The initial idea of this importer was to specify any URL or file path and get the dataset from there. Now we don't think much about compatibility with Snakemake and it's unlikely that we'll use any unsupported external sources beyond our GCP bucket. Also this label is being used a lot more than in the old Snakemake pipeline. So I propose to simplify this importer and make it similar to the others like OPUS. Basically we would have an expected structure on GCP bucket and would specify only the dataset name. For example:
gs://releng-translations-dev/data/ru-en/pytest-dataset.zst
would correspond to
datasets:
train:
gcp_pytest-dataset
The Taskcluster label then would be dataset-gcp_pytest-dataset-ru-en
We can also implement it as a separate importer as id does a slightly different thing.

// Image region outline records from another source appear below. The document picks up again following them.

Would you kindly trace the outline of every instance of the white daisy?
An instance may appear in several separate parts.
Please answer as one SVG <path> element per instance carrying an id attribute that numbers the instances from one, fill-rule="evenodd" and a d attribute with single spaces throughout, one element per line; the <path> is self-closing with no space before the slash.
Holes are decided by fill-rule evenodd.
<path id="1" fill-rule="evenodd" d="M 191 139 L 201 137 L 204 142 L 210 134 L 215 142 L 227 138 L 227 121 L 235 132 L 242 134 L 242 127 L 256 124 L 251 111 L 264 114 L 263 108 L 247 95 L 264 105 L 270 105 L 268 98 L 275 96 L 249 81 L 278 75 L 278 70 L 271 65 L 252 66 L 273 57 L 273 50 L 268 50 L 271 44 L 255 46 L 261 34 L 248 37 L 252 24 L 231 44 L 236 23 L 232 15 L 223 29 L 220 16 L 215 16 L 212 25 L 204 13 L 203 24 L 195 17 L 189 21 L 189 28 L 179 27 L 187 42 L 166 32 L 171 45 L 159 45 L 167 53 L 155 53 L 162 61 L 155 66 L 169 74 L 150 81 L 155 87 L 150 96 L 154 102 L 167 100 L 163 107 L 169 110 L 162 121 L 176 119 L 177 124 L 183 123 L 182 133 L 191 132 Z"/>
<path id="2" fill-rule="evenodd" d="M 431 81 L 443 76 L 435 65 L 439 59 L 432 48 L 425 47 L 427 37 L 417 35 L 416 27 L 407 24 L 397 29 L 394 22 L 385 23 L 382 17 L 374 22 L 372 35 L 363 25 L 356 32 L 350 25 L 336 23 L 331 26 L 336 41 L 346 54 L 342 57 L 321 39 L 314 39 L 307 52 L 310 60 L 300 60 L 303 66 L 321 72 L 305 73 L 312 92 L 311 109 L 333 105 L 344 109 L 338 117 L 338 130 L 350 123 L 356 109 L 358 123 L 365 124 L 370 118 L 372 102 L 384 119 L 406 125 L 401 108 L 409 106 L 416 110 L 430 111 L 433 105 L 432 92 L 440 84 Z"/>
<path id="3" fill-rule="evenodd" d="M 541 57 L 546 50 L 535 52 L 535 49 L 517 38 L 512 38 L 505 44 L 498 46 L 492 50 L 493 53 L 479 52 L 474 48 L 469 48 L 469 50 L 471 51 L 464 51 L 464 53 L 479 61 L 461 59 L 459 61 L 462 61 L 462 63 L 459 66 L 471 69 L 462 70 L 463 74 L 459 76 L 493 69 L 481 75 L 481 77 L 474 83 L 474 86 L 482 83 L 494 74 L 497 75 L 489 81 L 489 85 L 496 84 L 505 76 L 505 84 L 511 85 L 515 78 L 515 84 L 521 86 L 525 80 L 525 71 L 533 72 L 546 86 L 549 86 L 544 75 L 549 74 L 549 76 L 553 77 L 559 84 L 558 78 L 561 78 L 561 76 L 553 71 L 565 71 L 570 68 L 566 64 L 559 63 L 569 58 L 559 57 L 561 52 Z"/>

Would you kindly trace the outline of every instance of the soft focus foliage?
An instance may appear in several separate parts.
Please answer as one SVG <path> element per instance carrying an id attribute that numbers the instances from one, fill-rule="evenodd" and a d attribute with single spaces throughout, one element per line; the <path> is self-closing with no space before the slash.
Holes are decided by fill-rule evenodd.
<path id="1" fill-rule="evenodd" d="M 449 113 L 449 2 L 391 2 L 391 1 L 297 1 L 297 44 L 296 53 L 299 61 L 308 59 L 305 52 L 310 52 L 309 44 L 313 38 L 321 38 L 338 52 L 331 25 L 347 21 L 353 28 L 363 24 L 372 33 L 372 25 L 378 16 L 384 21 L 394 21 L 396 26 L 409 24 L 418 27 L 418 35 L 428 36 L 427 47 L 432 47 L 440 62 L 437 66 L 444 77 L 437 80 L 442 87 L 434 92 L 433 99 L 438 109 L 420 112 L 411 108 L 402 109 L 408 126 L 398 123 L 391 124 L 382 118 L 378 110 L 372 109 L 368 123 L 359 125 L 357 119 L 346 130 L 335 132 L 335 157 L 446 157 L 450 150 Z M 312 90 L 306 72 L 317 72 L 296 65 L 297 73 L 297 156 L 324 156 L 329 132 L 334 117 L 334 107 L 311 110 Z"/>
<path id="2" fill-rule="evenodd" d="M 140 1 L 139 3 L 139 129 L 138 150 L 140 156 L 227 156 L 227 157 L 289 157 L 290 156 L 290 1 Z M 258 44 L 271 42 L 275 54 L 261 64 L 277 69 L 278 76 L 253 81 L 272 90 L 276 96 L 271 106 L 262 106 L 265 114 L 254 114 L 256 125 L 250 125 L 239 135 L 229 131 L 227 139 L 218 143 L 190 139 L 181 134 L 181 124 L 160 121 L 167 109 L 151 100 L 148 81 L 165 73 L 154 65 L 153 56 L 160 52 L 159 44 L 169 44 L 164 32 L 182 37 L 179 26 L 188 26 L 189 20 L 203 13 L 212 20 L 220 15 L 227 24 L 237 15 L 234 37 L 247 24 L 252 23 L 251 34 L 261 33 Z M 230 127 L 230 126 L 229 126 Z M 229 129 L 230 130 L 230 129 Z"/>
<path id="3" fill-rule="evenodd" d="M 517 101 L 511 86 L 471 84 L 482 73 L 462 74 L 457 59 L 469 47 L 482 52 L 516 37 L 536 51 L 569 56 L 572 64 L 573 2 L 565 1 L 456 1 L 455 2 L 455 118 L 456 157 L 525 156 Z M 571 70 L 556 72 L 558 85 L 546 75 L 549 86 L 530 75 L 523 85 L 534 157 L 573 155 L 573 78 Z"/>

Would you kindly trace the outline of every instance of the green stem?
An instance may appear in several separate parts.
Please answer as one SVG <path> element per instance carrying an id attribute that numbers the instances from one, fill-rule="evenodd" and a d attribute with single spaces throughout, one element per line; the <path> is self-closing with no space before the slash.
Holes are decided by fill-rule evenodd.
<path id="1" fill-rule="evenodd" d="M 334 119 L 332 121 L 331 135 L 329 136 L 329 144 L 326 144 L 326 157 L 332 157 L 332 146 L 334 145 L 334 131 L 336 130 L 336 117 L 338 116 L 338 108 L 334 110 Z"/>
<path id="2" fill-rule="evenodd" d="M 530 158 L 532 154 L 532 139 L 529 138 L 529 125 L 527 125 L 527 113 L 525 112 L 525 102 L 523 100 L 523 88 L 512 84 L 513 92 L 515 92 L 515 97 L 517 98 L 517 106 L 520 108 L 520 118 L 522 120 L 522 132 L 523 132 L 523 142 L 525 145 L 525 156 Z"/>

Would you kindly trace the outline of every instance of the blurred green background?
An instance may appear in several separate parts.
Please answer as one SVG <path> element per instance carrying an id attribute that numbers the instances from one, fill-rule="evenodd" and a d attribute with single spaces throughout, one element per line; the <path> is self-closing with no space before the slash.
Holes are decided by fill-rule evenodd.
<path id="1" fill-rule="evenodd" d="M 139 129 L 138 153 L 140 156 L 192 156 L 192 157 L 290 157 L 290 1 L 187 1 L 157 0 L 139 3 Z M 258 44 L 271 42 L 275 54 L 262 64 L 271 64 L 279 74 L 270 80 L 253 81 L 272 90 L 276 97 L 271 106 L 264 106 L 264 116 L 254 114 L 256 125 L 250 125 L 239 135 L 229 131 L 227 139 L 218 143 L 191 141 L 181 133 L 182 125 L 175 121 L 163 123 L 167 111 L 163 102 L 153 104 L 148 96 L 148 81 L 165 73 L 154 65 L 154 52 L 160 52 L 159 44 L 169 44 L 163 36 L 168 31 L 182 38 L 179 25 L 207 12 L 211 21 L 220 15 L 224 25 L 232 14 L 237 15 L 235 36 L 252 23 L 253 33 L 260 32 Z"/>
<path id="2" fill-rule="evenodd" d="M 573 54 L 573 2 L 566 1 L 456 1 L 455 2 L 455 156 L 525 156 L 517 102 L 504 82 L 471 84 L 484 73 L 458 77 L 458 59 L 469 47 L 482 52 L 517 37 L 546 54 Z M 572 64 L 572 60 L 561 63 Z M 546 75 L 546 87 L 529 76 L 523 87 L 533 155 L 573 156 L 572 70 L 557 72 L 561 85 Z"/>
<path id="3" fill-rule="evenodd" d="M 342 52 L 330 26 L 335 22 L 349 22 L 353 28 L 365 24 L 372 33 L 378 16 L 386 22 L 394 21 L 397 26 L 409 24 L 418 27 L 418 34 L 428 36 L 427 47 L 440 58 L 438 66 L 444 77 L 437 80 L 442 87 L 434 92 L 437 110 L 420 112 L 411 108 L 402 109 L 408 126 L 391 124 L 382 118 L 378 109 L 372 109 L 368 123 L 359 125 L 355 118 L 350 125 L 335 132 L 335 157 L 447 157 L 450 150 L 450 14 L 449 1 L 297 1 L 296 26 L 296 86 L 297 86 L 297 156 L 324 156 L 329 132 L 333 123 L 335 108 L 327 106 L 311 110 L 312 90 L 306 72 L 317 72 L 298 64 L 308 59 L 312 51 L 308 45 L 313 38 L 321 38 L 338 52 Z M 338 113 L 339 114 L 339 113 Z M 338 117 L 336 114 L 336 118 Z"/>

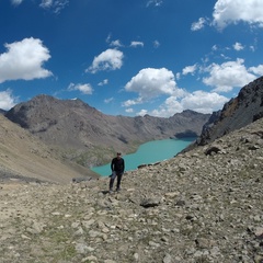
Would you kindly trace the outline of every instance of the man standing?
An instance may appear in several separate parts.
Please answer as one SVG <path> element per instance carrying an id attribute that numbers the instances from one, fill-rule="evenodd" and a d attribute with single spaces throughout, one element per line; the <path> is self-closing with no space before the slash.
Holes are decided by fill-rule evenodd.
<path id="1" fill-rule="evenodd" d="M 116 191 L 118 192 L 121 190 L 121 181 L 122 181 L 124 169 L 125 169 L 125 162 L 124 162 L 124 159 L 122 158 L 121 152 L 117 152 L 117 157 L 112 159 L 111 169 L 112 169 L 112 175 L 110 180 L 110 193 L 113 192 L 113 184 L 116 176 L 117 176 Z"/>

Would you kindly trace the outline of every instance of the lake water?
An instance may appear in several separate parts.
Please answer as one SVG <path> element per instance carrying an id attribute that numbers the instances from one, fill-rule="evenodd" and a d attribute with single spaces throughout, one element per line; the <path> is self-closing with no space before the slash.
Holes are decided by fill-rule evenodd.
<path id="1" fill-rule="evenodd" d="M 196 137 L 191 137 L 185 139 L 164 139 L 146 142 L 139 146 L 135 153 L 123 156 L 125 160 L 125 171 L 136 170 L 140 164 L 150 164 L 171 159 L 195 139 Z M 91 170 L 102 176 L 107 176 L 111 174 L 111 163 L 95 167 Z"/>

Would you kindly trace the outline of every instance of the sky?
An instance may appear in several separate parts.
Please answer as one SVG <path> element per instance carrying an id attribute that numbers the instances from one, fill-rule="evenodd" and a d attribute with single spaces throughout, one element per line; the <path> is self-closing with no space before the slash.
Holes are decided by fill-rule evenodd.
<path id="1" fill-rule="evenodd" d="M 263 76 L 263 0 L 0 0 L 0 108 L 213 113 Z"/>

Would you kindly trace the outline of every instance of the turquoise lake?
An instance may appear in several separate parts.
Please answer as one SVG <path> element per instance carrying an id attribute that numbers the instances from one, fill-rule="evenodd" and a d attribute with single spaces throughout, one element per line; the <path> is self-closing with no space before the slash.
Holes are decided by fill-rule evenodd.
<path id="1" fill-rule="evenodd" d="M 123 156 L 123 159 L 125 160 L 125 171 L 136 170 L 140 164 L 150 164 L 171 159 L 195 139 L 196 137 L 185 139 L 152 140 L 140 145 L 135 153 Z M 91 170 L 102 176 L 107 176 L 112 172 L 111 163 L 102 167 L 94 167 Z"/>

If we want to preserve the URL importer we can specify a base URL separately as a config option and use only the file name in the datasets
and in the label. Then we can still use other URLs but I don't know if it's useful now. Maybe if/when some external people that don't access to the GCP bucket would want to train on their own datasets.
Another instance of this issue: https://firefox-ci-tc.services.mozilla.com/tasks/QOikHCOqSdKc3kJQYqnnBA/runs/0/logs/public/logs/live.log. We should fix it.
Right now, these tasks have labels like:
dataset-url-https_storage_googleapis_com_releng-translations-dev_data_en-ru_pytest-dataset__LANG__zst-ru-en
-- which have a lot of unnecessary information IMO. More pressingly, because task labels are included in cached task routes, we bump up against the 249 character limit for route keys if the URL (or even a branch name) is too long.I suggest we shrink this down to the filename only, or if strictly necessary, the leading directory (which is the locale pair).
@eugene - any thoughts?